I remember a friend went on a trip to Russia back in the 80s, and she brought an additional suitcase full of extra soft toilet paper with her to barter for gifts to bring home in the emptied suitcase. Apparently, the toilet paper back in the days of the old Soviet Union was like using scratchy brown paper bags.


----------



## msmofet (Mar 20, 2018)

Demolition Man comes to mind. I still wonder how they use the 3 sea shells.


----------



## buckytom (Mar 20, 2018)

Lol, me too.


----------



## Andy M. (Mar 20, 2018)

buckytom said:


> ...the alternative was to find a nice and pliable large leaf from a tree, poke your middle finge through it, and that's your scraper/toilet paper...



Gotta be careful.  I remember a boy scout in our troop who forgot his TP and used a handful of leaves.  A handful of poison ivy leaves.


----------



## buckytom (Mar 20, 2018)

Lol, I've heard of that happening, which is why I always recommended a large maple or oak leaf. Easy to recognize.

Worse, I've heard of kids throwing poison ivy or oak on a fire, then everyone getting sick who breathed in the smoke.


----------



## Caslon (Mar 27, 2018)

Andy M. said:


> Gotta be careful...



Heavily quilted multi-layered super soft TP  clogs up my toilets.


----------



## Addie (Mar 27, 2018)

I have been using Angel Soft for years. No complaints. My bottom is still happy.


----------



## Caslon (Mar 27, 2018)

Addie said:


> I have been using Angel Soft for years. No complaints. My bottom is still happy.


 

Chramin's new slogan on their packages is... "it makes fun to go".


----------



## kleenex (Jun 3, 2018)

Well If you do love the Cottonelle brand of Toilet Paper You are getting less poops per roll now.   They say the new look packaging that occurred in early May has new a texture....

WELLL The.....

Mega rolls were 380 sheets a roll and are now 340.
Double Rolls were 190 sheets a roll and now 170
Gentle Clean double rolls were 204 sheets and now 170.


----------



## kleenex (Aug 31, 2018)

Because you just know I do not really miss this stuff..

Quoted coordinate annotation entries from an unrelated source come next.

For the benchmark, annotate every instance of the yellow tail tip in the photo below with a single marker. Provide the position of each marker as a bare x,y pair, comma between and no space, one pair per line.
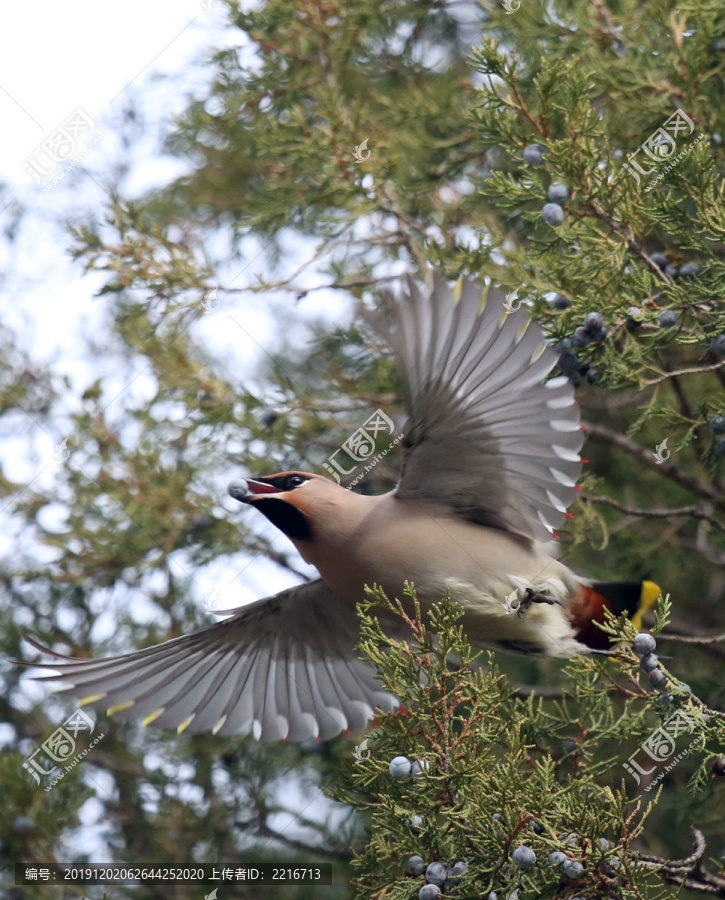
648,597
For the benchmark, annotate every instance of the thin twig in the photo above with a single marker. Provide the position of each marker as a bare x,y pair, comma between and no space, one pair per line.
692,512
637,451
694,371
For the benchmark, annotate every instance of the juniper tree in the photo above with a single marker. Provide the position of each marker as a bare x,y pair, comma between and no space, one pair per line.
385,140
524,794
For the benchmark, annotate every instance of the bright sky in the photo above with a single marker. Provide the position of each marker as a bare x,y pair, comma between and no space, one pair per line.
97,57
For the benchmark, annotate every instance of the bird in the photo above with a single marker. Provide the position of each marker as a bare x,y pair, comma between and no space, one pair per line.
490,467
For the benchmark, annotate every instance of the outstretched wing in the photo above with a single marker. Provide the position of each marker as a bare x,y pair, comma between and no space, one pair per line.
485,437
276,669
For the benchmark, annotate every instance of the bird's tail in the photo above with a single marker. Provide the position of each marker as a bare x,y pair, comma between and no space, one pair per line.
587,608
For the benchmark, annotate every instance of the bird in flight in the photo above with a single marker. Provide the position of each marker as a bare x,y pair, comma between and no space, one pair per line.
491,461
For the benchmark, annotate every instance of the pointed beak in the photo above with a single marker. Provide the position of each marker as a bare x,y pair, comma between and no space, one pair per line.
246,489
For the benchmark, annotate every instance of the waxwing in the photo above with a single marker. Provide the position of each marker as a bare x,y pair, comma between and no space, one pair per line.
491,461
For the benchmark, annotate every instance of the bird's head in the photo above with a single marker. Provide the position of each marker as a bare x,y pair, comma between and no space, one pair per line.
286,499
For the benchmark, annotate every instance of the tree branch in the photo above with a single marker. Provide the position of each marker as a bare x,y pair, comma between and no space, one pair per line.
687,872
606,436
692,512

We finally have the 2018 cut in the size of the toilet paper rolls in the red packaging.   Less poops per roll in another brand this year.

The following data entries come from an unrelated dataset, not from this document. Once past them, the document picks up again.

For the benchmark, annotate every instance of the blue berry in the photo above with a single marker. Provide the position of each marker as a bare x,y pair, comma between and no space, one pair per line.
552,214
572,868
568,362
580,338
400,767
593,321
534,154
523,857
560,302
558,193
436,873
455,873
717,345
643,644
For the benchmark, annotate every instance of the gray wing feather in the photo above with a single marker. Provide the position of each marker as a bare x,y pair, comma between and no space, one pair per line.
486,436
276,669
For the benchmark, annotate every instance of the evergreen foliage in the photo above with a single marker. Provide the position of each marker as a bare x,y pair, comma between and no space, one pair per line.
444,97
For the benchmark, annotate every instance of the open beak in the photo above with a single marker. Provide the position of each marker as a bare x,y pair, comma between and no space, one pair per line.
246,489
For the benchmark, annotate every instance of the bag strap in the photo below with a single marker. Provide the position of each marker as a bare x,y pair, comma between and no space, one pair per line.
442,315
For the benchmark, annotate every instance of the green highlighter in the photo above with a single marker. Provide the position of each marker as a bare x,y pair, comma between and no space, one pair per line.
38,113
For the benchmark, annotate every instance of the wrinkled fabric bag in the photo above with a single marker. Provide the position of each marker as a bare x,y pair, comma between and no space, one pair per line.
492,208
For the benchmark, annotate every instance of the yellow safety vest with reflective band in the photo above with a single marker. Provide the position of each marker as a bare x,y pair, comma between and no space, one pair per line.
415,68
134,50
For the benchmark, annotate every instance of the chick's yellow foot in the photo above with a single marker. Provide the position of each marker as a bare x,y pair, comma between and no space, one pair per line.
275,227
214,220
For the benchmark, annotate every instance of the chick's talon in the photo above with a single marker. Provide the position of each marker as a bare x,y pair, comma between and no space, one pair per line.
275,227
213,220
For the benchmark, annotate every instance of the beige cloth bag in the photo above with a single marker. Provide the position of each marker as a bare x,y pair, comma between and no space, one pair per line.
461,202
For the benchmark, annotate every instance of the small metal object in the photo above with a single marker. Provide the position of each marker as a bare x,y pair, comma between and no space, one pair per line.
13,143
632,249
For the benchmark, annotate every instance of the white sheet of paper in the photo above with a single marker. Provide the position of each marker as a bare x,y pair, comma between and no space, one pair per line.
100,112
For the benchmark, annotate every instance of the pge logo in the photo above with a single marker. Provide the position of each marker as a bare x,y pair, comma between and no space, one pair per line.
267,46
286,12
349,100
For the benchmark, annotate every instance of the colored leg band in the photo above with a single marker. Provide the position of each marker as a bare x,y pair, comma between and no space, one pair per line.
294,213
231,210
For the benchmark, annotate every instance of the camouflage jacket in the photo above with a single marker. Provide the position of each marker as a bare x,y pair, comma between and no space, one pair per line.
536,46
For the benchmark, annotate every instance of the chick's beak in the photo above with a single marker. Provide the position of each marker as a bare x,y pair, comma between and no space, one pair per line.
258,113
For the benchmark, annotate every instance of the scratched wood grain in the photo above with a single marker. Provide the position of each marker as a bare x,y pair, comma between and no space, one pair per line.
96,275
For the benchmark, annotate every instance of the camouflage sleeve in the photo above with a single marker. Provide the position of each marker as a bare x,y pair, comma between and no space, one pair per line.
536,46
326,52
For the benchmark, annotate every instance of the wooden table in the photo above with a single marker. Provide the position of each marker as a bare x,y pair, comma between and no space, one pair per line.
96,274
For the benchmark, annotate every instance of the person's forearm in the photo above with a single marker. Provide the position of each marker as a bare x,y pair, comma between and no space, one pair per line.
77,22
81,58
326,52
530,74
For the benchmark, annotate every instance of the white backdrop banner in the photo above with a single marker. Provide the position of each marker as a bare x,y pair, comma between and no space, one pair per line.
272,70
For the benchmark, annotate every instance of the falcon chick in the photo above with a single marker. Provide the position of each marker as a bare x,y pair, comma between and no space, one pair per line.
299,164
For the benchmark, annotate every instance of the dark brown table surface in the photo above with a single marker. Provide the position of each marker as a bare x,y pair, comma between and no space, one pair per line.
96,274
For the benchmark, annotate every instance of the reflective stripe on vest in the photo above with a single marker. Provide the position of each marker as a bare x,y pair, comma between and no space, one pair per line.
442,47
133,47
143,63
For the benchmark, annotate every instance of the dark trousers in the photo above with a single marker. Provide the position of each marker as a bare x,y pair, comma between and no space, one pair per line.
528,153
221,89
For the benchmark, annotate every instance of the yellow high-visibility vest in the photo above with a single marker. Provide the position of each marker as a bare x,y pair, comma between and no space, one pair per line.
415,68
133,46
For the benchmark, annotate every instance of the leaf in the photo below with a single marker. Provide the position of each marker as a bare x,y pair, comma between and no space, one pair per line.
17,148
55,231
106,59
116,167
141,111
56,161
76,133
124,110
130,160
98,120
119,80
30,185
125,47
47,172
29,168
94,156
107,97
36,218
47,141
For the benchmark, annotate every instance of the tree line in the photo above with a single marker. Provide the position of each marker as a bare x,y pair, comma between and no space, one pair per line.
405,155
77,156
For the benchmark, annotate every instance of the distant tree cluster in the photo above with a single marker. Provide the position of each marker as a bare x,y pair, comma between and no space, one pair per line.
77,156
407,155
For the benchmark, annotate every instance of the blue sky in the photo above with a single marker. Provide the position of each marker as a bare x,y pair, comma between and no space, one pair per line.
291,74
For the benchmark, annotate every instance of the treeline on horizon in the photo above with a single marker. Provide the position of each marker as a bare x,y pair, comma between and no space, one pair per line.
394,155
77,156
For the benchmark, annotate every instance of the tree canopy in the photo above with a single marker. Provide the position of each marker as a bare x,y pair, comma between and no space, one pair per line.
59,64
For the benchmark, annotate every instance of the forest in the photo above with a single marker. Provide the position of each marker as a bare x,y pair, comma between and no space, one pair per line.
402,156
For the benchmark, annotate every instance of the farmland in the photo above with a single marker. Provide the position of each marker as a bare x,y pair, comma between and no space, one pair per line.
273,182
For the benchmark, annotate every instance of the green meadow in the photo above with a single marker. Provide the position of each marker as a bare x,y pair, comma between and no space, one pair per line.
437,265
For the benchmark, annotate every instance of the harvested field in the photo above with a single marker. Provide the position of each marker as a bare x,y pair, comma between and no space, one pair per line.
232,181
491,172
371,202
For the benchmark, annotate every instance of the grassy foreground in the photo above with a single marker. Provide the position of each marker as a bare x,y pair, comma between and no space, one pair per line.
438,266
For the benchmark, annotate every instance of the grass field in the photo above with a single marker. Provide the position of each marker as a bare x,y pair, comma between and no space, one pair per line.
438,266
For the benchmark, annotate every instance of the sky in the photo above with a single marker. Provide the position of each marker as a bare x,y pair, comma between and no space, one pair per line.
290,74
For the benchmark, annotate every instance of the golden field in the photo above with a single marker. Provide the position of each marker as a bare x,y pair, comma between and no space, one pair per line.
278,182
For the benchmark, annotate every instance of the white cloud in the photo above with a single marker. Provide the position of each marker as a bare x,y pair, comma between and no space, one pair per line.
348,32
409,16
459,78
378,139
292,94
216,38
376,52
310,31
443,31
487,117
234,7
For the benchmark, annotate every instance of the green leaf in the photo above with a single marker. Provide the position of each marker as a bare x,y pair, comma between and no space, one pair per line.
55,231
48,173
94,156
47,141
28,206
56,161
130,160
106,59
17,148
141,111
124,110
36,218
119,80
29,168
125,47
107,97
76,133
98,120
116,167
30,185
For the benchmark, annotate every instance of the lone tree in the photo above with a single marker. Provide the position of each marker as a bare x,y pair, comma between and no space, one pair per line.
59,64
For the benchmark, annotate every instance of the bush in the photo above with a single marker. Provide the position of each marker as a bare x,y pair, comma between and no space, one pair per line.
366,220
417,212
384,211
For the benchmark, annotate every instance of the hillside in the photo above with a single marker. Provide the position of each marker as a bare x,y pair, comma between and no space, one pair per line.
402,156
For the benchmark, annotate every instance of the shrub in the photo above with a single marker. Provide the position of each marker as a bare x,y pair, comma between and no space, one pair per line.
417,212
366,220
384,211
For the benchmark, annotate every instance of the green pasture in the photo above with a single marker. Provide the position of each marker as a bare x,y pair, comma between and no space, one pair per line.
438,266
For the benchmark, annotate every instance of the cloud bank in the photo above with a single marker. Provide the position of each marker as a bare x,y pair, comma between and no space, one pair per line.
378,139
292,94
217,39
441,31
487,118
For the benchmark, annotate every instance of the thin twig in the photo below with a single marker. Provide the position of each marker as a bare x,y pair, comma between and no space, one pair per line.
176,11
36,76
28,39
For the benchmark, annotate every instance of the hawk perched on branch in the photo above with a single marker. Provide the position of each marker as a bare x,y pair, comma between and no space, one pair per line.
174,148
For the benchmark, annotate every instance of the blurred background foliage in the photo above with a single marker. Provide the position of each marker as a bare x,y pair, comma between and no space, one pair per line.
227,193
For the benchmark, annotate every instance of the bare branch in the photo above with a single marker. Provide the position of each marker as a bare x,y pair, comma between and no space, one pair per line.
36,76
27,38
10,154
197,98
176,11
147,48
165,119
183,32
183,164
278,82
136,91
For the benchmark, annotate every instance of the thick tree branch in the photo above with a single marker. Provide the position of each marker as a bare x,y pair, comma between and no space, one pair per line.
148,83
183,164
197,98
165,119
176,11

The old size if you can get one is 308 sheets per roll in so called mega size:

https://www.walmart.com/ip/Charmin-Ultra-Strong-Toilet-Paper-12-Mega-Rolls/44886117

The new mega size is 286 sheets per roll:
https://www.walmart.com/ip/Charmin-...per-6-Mega-Roll-286-sheets-per-roll/482328930

The double sized roll is down to 143 sheets per roll in the red packaging.  The blue double size packaging is 142 sheets per roll for now.  A whole whopping one more sheet per roll in the red packaging for the double size roll.


----------



## Mad Cook (Aug 31, 2018)

kleenex said:


> just to let you know they have changed the packaging look along with cutting the sheets per roll. It is the newest grocery store shrink ray product of 2018.
> 
> The 352 sheet mega rolls, Ultra soft & strong variety, are now 328 sheet mega rolls.
> 
> ...


This is happening all over the world at the moment.


----------